Tuesday, September 15, 2009

(me- this would have me truly angry. not just upset, angry. just as i resent the fact that the mormon church baptizes whole phone books full of names, no matter that they have no idea who they are-and that includes YOU as well as ME!

i've had friends say,"what's the big deal? it doesn't make you a mormon." but it is the principle here. freedom of religion and the separation of church and state are some of the things that our founders gave us that makes our country great.)


and then there is this bit of awfulness:










By Patti Wigington,


School Trip Included Baptism



Tuesday September 8, 2009



From Kentucky, we have a story about a school trip that included not only a visit to a church, but baptism without parental consent.
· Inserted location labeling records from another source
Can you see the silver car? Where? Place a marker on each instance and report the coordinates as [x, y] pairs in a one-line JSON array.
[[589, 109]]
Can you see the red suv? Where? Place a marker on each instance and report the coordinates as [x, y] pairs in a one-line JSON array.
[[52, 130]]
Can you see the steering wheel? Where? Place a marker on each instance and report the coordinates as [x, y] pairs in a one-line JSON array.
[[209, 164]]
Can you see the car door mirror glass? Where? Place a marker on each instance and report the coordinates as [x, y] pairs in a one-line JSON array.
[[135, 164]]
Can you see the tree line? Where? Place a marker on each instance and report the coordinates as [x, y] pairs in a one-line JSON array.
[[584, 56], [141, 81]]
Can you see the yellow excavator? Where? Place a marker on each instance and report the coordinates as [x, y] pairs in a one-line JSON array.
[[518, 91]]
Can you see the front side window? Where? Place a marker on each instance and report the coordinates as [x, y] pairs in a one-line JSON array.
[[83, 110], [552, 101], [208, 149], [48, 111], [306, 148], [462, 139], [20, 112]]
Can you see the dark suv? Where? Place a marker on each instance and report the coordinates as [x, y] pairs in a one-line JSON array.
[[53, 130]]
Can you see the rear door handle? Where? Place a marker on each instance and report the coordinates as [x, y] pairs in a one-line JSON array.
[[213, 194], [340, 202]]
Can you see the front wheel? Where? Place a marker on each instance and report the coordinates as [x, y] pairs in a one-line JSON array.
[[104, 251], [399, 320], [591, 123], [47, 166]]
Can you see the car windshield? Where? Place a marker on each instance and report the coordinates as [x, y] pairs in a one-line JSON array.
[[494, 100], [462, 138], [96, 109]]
Michelle Ammons is angry that her sixteen-year-old son went on a trip led by his football coach at Breckinridge County High School. The coach took a group of players to his church, where nearly half of them were baptized. Ammons says her son, Robert Coffey, was "baptized without her knowledge and consent, and she is upset that a public school bus was used to take players to a church service — and that the school district's superintendent was there and did not object."
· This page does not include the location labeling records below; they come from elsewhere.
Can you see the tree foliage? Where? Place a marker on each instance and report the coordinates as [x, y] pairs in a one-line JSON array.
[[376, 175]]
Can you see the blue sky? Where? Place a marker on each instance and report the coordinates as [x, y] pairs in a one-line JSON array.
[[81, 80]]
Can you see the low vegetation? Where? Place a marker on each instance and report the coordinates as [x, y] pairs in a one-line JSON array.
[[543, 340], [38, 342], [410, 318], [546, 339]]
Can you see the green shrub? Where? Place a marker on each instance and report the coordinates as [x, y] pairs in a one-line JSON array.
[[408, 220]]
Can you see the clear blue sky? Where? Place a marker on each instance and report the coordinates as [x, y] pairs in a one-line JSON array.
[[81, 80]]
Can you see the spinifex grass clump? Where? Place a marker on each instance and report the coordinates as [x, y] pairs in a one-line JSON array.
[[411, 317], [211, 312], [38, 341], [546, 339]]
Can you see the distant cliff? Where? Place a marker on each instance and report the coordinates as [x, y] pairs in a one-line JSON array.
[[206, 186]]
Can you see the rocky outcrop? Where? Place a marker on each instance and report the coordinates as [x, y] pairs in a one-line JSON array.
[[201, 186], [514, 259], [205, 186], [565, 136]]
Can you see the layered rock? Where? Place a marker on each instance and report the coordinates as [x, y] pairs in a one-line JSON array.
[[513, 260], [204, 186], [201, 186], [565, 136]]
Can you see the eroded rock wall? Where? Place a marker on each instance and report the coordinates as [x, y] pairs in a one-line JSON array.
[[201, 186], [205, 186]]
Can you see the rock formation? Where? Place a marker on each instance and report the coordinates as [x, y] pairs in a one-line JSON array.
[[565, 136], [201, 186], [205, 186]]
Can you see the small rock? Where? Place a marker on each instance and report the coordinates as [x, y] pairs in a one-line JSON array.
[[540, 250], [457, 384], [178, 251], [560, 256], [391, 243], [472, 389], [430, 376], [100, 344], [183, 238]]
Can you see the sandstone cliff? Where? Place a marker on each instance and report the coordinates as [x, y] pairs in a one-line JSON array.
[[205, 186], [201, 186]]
Coffey, a sophomore, said Coach Scott Mooney told players that the trip would "include only a motivational speaker and a free steak dinner." However, other parents say Mooney told them a revival was planned as well. Breckenridge County Schools superintendent Janet Meeks, attends Mooney's church and witnessed the baptisms. She said, "the trip was proper because attendance was not required, and another coach paid for the gas." She added that parents were not required to sign permission slips, and that they knew the event would include a church service.
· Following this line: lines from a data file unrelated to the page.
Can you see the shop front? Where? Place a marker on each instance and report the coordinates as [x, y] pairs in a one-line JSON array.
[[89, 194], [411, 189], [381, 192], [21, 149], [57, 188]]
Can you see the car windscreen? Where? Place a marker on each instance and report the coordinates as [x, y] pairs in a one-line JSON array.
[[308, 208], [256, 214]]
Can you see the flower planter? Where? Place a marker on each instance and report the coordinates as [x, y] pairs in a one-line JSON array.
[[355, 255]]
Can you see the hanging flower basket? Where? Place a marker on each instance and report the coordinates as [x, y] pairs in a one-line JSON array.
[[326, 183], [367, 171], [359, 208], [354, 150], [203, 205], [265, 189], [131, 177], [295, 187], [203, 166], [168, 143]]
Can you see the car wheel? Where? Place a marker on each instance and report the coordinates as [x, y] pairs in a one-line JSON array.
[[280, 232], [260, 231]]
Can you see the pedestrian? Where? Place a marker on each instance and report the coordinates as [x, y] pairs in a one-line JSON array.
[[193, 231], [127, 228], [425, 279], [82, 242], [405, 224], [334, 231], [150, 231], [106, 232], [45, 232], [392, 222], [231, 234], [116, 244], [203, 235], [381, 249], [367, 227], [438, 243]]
Now, maybe it's just me, but where I live, any time a student gets on a school bus for a non-school event, a permission slip has to be on file. Also, I would hope no one would ever try to baptize my child without permission - whether it's my nine year old or my teenager. Finally, it would seem that this presents a bit of a conflict with that whole separation of church and state, if a public school is transpotring kids to a church to attend services and be baptized. I'm not entirely sure that it matters who paid for the gas, if it was a trip organized by the school football coach.

Michelle Ammons says that she feels like her son should wait until he is eighteen to make a decision about which spiritual path he will follow -- she is a Baptist married to a Catholic. Ammons said she has consulted a lawyer but has not made any decisions about what action to take.